Figure 3 The amount of α produced by different proton incidence energies in the B-X and PPAM (200 ppm) phantoms. Dashed lines (a, b, and c) were used to highlight the role of the area and the location of the α peak. B-X is either 10B, 11B or NB. PMMA, polymethyl methacrylate; NB, natural boron.

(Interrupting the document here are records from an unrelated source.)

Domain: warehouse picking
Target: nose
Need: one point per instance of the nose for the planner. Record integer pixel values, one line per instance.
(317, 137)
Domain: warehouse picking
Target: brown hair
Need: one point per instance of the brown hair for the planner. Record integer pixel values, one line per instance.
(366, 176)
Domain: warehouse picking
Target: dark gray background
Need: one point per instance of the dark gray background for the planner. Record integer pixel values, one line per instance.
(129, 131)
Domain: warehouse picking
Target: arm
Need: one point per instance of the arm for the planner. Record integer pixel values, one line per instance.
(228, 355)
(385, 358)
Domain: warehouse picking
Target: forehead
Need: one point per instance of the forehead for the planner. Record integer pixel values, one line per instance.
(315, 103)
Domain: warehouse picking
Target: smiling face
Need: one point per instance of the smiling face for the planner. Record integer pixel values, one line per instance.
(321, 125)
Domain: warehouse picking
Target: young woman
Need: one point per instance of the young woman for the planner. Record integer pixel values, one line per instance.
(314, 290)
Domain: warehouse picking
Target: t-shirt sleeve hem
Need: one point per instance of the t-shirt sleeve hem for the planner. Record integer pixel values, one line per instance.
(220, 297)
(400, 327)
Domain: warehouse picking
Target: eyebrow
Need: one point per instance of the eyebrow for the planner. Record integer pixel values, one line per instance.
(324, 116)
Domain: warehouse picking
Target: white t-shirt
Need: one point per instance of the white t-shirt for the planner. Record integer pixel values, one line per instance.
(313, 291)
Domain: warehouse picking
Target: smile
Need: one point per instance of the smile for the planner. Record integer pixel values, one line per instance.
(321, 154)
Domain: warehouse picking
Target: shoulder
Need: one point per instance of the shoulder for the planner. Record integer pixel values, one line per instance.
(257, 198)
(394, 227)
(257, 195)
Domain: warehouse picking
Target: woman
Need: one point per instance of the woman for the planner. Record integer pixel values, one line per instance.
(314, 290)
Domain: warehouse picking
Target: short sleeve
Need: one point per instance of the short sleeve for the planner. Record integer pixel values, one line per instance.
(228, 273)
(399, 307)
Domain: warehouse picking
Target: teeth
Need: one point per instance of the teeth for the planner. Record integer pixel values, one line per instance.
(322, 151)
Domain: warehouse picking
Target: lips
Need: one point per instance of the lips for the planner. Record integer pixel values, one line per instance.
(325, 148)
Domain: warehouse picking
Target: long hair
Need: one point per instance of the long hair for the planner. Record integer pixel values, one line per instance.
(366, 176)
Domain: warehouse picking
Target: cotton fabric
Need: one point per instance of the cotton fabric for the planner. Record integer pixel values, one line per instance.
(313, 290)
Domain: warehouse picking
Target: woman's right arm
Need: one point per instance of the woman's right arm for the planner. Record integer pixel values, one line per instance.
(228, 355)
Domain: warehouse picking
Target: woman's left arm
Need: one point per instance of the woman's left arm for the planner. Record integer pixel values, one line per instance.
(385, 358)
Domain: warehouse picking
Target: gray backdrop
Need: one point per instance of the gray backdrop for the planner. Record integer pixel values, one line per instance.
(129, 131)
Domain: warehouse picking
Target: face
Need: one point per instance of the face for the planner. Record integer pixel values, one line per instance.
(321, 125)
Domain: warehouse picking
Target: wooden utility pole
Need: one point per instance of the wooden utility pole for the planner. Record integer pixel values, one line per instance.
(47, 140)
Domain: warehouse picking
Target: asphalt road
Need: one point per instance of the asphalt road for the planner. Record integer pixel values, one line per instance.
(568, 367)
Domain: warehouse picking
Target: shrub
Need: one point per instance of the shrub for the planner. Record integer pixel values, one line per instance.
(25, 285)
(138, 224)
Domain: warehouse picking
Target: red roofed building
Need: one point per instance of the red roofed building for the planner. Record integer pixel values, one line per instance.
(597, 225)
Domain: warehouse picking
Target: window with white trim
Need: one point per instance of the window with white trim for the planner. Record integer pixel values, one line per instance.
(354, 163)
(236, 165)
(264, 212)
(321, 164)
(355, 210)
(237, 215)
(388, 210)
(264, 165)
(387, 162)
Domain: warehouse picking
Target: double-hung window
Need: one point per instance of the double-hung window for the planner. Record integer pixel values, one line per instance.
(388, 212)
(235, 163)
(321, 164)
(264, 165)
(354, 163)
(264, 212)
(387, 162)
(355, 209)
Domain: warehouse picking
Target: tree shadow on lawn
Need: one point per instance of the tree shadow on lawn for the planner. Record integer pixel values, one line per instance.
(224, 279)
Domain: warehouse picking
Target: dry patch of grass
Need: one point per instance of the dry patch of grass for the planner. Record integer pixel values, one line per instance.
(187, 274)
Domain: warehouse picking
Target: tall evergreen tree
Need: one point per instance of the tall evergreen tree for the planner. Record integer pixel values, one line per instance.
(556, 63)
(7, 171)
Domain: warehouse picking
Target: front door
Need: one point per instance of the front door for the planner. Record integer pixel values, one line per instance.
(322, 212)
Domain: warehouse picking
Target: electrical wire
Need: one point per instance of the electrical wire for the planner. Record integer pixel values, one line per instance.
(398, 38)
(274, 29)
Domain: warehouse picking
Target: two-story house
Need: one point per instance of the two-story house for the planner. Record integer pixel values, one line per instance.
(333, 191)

Description and analysis of results on 10B and its effects on α and neutron yields

The experiment was conducted and the resulting α and neutron production was recorded, as shown in Table 1. The analysis revealed that α production decreased with decreasing boron concentration for the same proton energy, while neutron production decreased with increasing boron concentration. This suggests that protons and boron work together to produce α particles with higher biological effects, and at higher boron concentrations, boron absorbs more neutrons and thus generates more α and fewer neutrons. The difference between the α peak position and the proton Bragg peak position varies for different boron isotopes and mass ratios of PMMA, but it is generally small and falls within the range of the proton Bragg peak position, as shown in Figure 4.

Table 1

α and neutron peaks for different PMMA/10B ratios

B:PMMA Proton energy Peak α counts Peak neutron counts
10B 150 MeV 2.47532E−07 3.61377E−08
6:1 (10B) 150 MeV 2.38162E−07 3.63773E−08
5:1 (10B) 150 MeV 2.16795E−07 3.74706E−08
4:1 (10B) 150 MeV 2.13561E−07 3.78688E−08
3:1 (10B) 150 MeV 2.09997E−07 3.85558E−08
2:1 (10B) 150 MeV 2.02703E−07 4.08439E−08
1:1 (10B) 150 MeV 1.89978E−07 4.85719E−08
1:2 (10B) 150 MeV 1.70569E−07 4.47664E−08
1:8 (10B) 150 MeV 1.70679E−07 7.02421E−08
1:10 (10B) 150 MeV 1.65078E−07 8.87613E−08
1:11 (10B) 150 MeV 1.61273E−07 1.35678E−07
1:4,999 (200 ppm) (10B) 150 MeV 1.55267E−07 2.44118E−05

PMMA, polymethyl methacrylate.

Figure 4 Analysis of the α position of the 150 MeV proton beam with boron production, the left side of the figure shows the position of the proton Bragg peak and the position of the produced α deposit.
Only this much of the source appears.